From Korean Beef Lettuce Wraps to Macadamia Barramundi, these recipes use local ingredients like kangaroo meat, barramundi, and zucchini, making them both nutritious and flavourful.
These recipes are easy to customise, rich in nutrients, and designed to help you achieve your health goals while enjoying delicious meals. Read on for detailed instructions and tips!
This dish packs 28g of protein per serving with just 4g of net carbs, making it a great choice for those focused on metabolic health.
The flavour comes from Byron Bay Chilli Co's sriracha and coconut aminos, while Bibb lettuce from NSW serves as a sturdy, low-carb wrap option.
These macros work well for those tracking their intake, fitting neatly into CGM (Continuous Glucose Monitoring) strategies. The 3:1 ratio of protein to carbs aligns with Diabetes Australia's blood sugar guidelines.
For gluten-free needs, swap soy sauce with Tamari. Vegetarians can replace beef with tempeh crumbles while keeping protein levels high. Chang's Reduced-Sodium Soy Sauce is a good choice for those keeping an eye on sodium.
This low-carb pizza offers a satisfying twist on traditional recipes, using a broccoli-almond base for the crust. It's a flavourful and nutrient-packed alternative to classic pizza dough.

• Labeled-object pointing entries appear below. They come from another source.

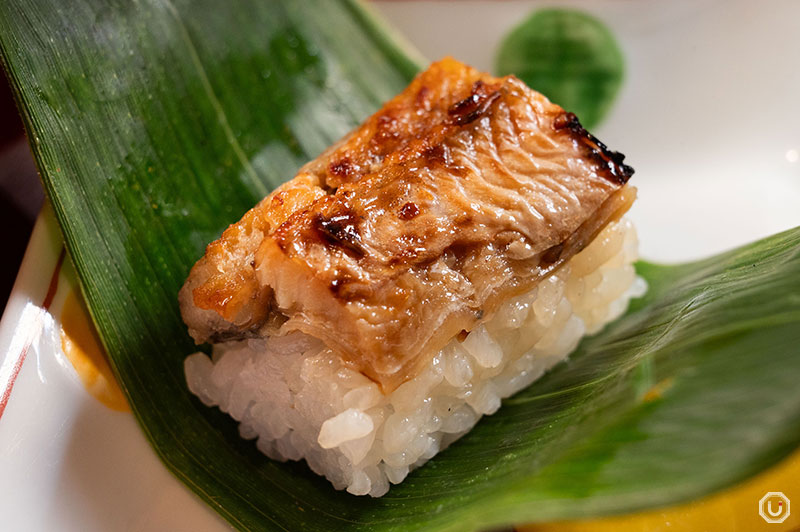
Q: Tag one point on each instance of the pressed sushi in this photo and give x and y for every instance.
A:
(434, 261)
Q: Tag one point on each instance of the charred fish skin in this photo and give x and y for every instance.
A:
(462, 191)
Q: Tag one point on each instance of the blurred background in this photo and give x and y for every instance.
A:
(21, 194)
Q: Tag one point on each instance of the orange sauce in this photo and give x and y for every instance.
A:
(734, 509)
(81, 344)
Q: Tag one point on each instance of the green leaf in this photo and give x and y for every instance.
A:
(156, 123)
(570, 57)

The crust is made by combining two parts riced broccoli with one part almond meal, creating a sturdy base that holds toppings well. With a focus on balanced macronutrients, this pizza mirrors the 3:1 protein-to-carb ratio seen in the Korean beef wraps.
For toppings, stick to Australian-sourced ingredients like Huon Aquaculture Tasmanian smoked salmon and West Australian Hass avocados from Covs Fresh. The omega-3s in the salmon and the creamy texture of avocado not only enhance flavour but also help lower inflammation markers by up to 40%. This combination works well with CGM strategies, offering steady glucose responses.
Preparation tips:
Dietary adjustments: For a dairy-free version, replace ricotta with a mix of blended cashews and coconut cream.
This dish highlights Australia's native ingredients, offering a protein-packed, low-carb option that aligns with metabolic health goals.
The secret to tender kangaroo steak lies in the preparation. Marinate the meat for 30 minutes with native Australian herbs. Bush tomato powder adds rich flavour without adding carbs, while lemon myrtle brings a bright, citrussy touch.
Pair the steak with asparagus for a nutrient-rich combination. A quick 90-second blanch keeps the asparagus crisp while preserving its nutritional value, including 54mcg of folate and 90% of its inulin fibre. This supports gut health, which plays a role in glucose metabolism. Additionally, the dish's iron content (4.1mg/100g) can help combat fatigue, especially for those managing metabolic conditions with CGM data.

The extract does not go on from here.